1) La théorie des stades de la balance des paiements : a) Présentation Appelée aussi théorie de la croissance transmise par les mouvements de capitaux, cette théorie développée par T. Boggs (1922), Charles Rist (1933) et A. Cairncross (1957) indique qu’il existerait une relation stable entre le niveau de développement d’un pays et sa balance des paiements. Le pays commence à recevoir des capitaux, qui permettent une croissance des revenus, lesquels entrainent une croissance de l’épargne locale et le pays exporte à son tour des capitaux. on distingue traditionnellement 4 étapes.

a- l’étape du pays jeune emprunteur : BC déficitaire, balance des revenus aussi (paiement d’intérêts), balance des capitaux positive. Exemple : les pays neufs qui s’ouvrent à l’échange, les Etats-Unis avant 1914, de nombreux PED aujourd’hui.

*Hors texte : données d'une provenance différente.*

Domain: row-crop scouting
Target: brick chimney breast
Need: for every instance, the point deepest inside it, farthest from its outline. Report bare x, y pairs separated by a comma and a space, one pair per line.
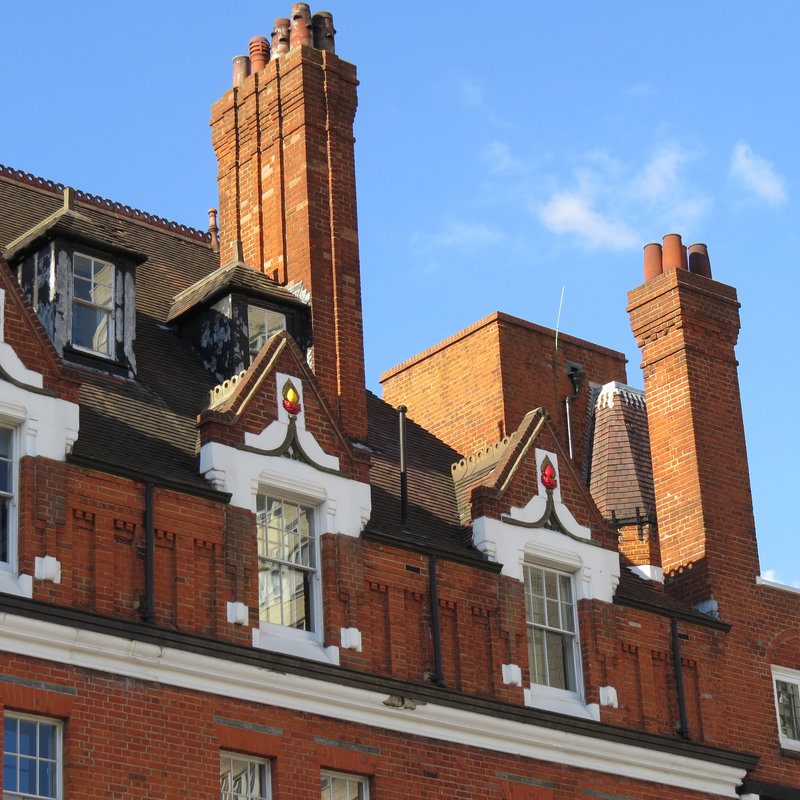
284, 143
687, 325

b- l’étape du pays emprunteur adulte : le pays commence à décoller et accroît ses exportations, BC excédentaire, déficit de la balance des transactions courantes (le pays s’acquitte du service de la dette accumulée antérieurement), balance des capitaux positive car l’entrée nette de capitaux reste nécessaire pour faire face au service de la dette constituée antérieurement.

c- l’étape du pays jeune prêteur : BC excédentaire, balance des revenus de capitaux d’abord négative devient positive, déficit des capitaux car l’épargne interne est supérieure à l’investissement. au plan interne et car le solde courant est positif. Exemple : France de 1880 à 1914, Etats-Unis de 1918 à 1971, Japon depuis les années 1970.

d- l’étape du pays prêteur adulte : BC déficitaire, balance des services excédentaire (fret et négoce), fort excédent des revenus de capitaux car le pays reçoit les revenus de capitaux exportés précédemment, excédent courant et déficit de la balance des capitaux. Au plan interne, l’épargne est inférieure à l’investissement, une partie de l’investissement est financée par les rémunérations des capitaux placés à l’étranger. Le pays devient rentier. Au plan externe, le pays assure le rôle de bouclage du SMI. Exemple : la Grande Bretagne au XIXème siècle qui est le créancier du monde en asseyant encore plus sa prépondérance sur la livre sterling. Le tableau suivant, construit à partir du livre de Bye et De Bernis1, schématise les relations entre balance des paiements et balance interne.

Balance commerciale

Balance des revenus de capitaux

Balance des capitaux

Balance interne ( S – I)

Jeune emprunteur - - + -

Emprunteur évolué + - + +

Jeune prêteur + - puis + - +

Prêteur évolué - + - -

1 M. Bye et G. Destanne de Bernis, Relations économiques internationales, Dalloz, 1987, p. 239.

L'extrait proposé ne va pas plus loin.